Remember that the power of threading lies in the fact that each separate thread has its own processor. However, a thread's processor will probably not be a separate *physical* processor because there will probably not be enough physical processors to go around for the number of threads you need to run simultaneously, and so therefore the OS emulates multiple processors using time allocations on the main processors.
In the code you have shown us, you have two threads - the main thread T1 and a delegated thread T2 which you want to do the donkey work. When you use a short sleep, T1 is not giving T2 enough time to receive the incoming data before T1 terminates T2 and reads the number of bytes that T2 has received.
The problem lies in the design of your program. At line 27, if done == false, then it is most likely that all the data will not have been received, and you terminate T2. If done is true, then the data has been received (hopefully) and you do not terminate T2.
I understand that the overall design of your program is meant only for learning purposes, but the design is poor. I think your design would be much neater if it used a semaphore class to start and stop the threads when required. Or, you may even be able to have T2 stop T1 while it receives the data, then start it again after.
Also, rather than interacting directly with any OS socket API, you will be much better off in the long run if you invest some time into learning how to use a good network programming library such as...
http://www.cs.wustl.edu/~schmidt/ACE.html
Learning how to use this library will allow you to concentrate on networking, and you can almost forget about all the frustrating idiosyncrasies of all the different OS socket API's. There are also many other classes including threads and semaphores.

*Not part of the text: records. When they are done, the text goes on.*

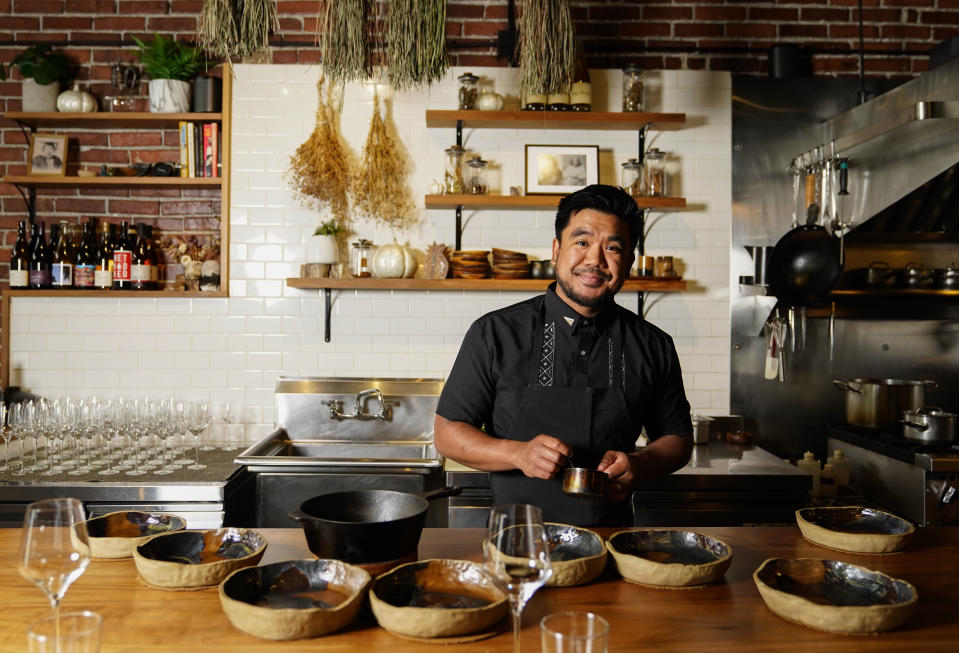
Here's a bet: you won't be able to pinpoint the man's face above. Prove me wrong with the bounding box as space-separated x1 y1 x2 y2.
553 209 633 315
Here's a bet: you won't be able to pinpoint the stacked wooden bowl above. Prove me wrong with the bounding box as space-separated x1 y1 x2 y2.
493 247 530 279
450 250 490 279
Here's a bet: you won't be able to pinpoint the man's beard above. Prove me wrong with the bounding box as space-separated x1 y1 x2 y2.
556 268 622 308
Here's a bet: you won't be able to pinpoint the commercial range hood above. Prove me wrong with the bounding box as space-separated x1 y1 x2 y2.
795 54 959 233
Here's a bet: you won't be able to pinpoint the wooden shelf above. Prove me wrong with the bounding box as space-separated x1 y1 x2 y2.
426 109 686 131
3 111 223 129
0 175 223 188
425 195 686 210
3 284 227 299
286 277 686 292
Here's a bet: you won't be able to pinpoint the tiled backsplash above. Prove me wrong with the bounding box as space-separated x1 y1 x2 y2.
11 65 731 439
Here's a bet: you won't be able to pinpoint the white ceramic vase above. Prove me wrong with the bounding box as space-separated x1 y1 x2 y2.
306 236 337 264
149 79 190 113
22 78 60 111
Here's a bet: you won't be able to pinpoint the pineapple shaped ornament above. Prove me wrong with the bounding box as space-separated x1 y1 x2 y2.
423 242 450 279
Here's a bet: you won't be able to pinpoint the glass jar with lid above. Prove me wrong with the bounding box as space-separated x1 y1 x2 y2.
466 156 489 195
643 147 667 197
623 63 643 112
456 73 479 110
443 145 466 195
622 159 645 197
350 238 373 278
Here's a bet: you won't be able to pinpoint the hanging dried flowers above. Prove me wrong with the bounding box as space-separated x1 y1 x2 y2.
353 96 417 230
317 0 373 82
519 0 575 96
287 77 352 225
386 0 449 89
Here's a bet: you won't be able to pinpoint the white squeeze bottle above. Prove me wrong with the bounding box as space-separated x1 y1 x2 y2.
796 451 819 497
826 449 849 489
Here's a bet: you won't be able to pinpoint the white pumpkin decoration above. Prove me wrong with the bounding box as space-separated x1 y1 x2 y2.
373 243 417 279
57 84 97 113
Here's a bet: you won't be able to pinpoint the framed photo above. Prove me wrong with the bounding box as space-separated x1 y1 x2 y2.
27 134 67 177
526 145 599 195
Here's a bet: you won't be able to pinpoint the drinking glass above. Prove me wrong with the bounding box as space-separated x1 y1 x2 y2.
186 401 210 469
539 612 609 653
27 610 103 653
17 499 90 627
483 503 553 653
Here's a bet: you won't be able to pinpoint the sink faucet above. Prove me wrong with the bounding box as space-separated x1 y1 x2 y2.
323 388 398 422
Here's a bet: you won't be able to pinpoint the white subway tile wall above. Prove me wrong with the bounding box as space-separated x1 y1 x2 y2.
10 64 731 441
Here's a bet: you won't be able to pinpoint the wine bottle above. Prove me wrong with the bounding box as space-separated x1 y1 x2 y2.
10 220 30 289
73 222 97 290
130 223 153 290
113 220 133 290
50 224 74 290
93 222 114 290
30 222 50 290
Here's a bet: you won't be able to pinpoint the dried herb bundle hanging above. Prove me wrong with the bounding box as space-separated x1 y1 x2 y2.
386 0 449 89
519 0 575 96
353 96 417 230
287 78 352 225
317 0 373 82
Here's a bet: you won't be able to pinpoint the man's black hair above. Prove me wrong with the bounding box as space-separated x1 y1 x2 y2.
556 184 643 250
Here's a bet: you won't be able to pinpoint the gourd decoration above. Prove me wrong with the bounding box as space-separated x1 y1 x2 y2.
57 84 97 113
476 91 503 111
373 243 417 279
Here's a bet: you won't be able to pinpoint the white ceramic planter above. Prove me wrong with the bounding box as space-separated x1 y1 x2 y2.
306 236 337 264
22 78 60 111
149 79 190 113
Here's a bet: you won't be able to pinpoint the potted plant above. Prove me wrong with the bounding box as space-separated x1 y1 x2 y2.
306 220 345 264
133 33 209 113
0 43 73 111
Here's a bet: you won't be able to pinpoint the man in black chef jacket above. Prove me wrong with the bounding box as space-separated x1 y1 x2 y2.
434 184 692 526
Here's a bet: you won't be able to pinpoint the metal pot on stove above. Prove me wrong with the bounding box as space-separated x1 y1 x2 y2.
899 406 957 443
832 379 939 431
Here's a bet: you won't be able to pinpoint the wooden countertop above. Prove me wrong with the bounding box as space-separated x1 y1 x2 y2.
0 527 959 653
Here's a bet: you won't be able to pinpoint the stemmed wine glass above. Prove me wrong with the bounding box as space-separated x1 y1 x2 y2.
483 503 553 653
17 499 90 631
186 401 210 469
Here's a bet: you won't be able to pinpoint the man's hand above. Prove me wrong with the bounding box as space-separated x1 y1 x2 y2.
596 451 636 502
516 433 573 479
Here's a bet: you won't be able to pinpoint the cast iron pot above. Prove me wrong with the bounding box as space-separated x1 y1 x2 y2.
290 487 463 564
832 379 939 431
899 406 956 443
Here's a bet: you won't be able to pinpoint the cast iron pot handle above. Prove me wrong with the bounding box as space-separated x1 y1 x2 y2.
832 379 863 395
420 487 463 500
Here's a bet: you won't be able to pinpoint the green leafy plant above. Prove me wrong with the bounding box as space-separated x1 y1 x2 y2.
0 43 73 86
133 33 210 82
313 220 344 236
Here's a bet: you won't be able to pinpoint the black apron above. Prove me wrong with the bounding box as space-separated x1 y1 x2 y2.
490 308 637 526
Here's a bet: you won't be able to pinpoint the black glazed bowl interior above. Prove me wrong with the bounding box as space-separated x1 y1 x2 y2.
137 528 266 565
799 506 913 535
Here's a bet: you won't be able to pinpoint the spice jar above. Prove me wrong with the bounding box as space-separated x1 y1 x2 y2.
456 73 479 109
643 147 666 197
623 63 643 112
622 159 643 196
443 145 466 195
350 238 373 278
466 156 489 195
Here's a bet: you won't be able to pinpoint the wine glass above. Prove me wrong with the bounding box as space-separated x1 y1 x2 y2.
17 498 90 624
483 503 553 653
186 401 210 469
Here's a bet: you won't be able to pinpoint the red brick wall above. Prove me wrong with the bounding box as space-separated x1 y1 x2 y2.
0 0 959 272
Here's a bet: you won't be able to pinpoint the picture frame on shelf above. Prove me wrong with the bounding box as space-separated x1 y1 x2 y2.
526 145 599 195
27 134 67 177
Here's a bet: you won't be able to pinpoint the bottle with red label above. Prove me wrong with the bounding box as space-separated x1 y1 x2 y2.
130 223 156 290
113 220 133 290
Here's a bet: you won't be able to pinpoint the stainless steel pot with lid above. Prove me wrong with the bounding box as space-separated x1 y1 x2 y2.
832 379 939 431
899 406 957 443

Back to your problem. Bearing in mind that threads execute concurrently, consider the following scenario...
(1) T1 starts T2 and delegates T2 to receive 520 bytes.

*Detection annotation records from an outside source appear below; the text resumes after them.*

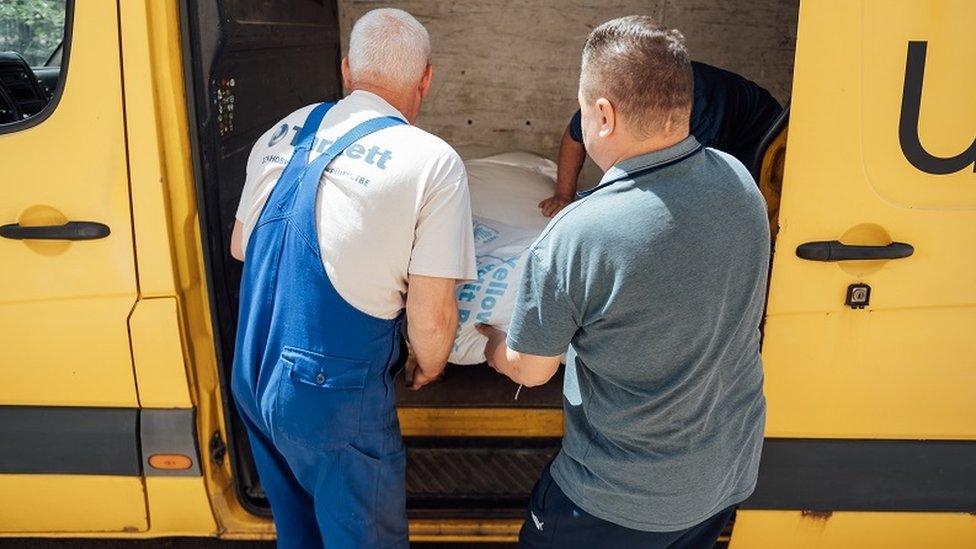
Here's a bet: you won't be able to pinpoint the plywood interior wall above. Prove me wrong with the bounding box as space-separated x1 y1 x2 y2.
338 0 797 163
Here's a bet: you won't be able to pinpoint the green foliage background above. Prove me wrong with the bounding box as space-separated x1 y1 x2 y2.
0 0 66 66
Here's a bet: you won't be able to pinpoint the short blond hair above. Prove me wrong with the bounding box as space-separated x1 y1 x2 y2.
347 8 430 90
580 15 694 138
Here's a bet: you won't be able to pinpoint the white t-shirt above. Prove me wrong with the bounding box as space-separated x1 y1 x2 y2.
237 91 477 319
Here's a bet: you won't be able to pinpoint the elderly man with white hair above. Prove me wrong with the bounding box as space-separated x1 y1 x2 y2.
231 9 476 549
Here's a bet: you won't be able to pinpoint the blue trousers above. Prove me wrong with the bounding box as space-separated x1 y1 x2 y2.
519 466 735 549
242 398 407 549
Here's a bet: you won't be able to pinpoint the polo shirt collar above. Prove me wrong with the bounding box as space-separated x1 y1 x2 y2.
577 135 702 198
346 90 407 122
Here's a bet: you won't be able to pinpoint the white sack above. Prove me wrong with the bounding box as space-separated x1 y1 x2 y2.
449 152 556 364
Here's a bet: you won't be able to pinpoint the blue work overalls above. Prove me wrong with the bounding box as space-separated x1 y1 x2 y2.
231 104 407 549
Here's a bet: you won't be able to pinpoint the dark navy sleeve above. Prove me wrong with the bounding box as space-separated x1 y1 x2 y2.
569 111 583 143
691 62 782 165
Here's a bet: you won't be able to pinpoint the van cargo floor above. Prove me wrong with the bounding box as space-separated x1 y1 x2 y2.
405 438 560 518
397 364 564 408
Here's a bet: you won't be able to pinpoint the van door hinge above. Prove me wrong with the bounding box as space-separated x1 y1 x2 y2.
210 430 227 465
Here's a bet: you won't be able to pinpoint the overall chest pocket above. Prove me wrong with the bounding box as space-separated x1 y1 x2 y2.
274 347 369 449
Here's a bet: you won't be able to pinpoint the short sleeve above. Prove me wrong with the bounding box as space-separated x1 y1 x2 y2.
569 111 583 143
507 246 579 356
234 139 264 223
408 154 478 280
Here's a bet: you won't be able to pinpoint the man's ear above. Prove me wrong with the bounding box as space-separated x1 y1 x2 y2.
342 57 352 93
420 63 434 98
596 97 617 137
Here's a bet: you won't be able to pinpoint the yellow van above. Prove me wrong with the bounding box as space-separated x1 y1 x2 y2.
0 0 976 549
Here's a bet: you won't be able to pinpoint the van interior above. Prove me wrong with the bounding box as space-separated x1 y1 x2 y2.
179 0 797 518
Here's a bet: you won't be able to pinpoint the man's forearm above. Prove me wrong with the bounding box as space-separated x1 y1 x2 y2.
407 275 458 378
556 128 586 200
407 310 457 377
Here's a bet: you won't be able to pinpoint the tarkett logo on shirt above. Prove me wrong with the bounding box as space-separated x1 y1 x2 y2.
268 123 393 170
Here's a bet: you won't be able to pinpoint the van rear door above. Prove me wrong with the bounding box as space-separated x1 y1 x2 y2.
733 0 976 547
0 1 147 533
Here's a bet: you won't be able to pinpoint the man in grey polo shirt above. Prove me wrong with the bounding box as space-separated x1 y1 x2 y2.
480 16 769 548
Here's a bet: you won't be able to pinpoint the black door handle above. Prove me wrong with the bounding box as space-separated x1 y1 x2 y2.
796 240 915 261
0 221 111 240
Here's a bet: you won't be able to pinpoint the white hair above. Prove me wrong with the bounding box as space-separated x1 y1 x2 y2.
348 8 430 91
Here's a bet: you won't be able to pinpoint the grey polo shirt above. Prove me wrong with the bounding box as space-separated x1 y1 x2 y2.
508 137 769 531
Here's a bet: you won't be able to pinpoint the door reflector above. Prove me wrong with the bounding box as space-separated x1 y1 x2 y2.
149 454 193 471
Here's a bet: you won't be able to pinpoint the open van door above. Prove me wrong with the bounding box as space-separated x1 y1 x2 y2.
732 0 976 548
0 1 147 533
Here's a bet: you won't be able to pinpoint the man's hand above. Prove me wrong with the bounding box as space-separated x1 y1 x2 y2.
475 324 559 387
475 324 511 377
539 194 573 217
410 366 440 391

(2) T1 continues on to the while loop, and T2 begins receiving data, done == false.
(3) T1 reaches the if-statement and reads the value of done, finds it false because T2 is still receiving, and terminates T2 before it is "done".
(4) So now T2 has received 520 minus n bytes, and T1 has reached the point where it reads the value of ret_length.
So if T1 waits long enough (with a longer sleep), then it will find out about all the bytes sent. But if T1 does not sleep for long enough, then it will only know about the number of bytes that T2 has actually received.
Dave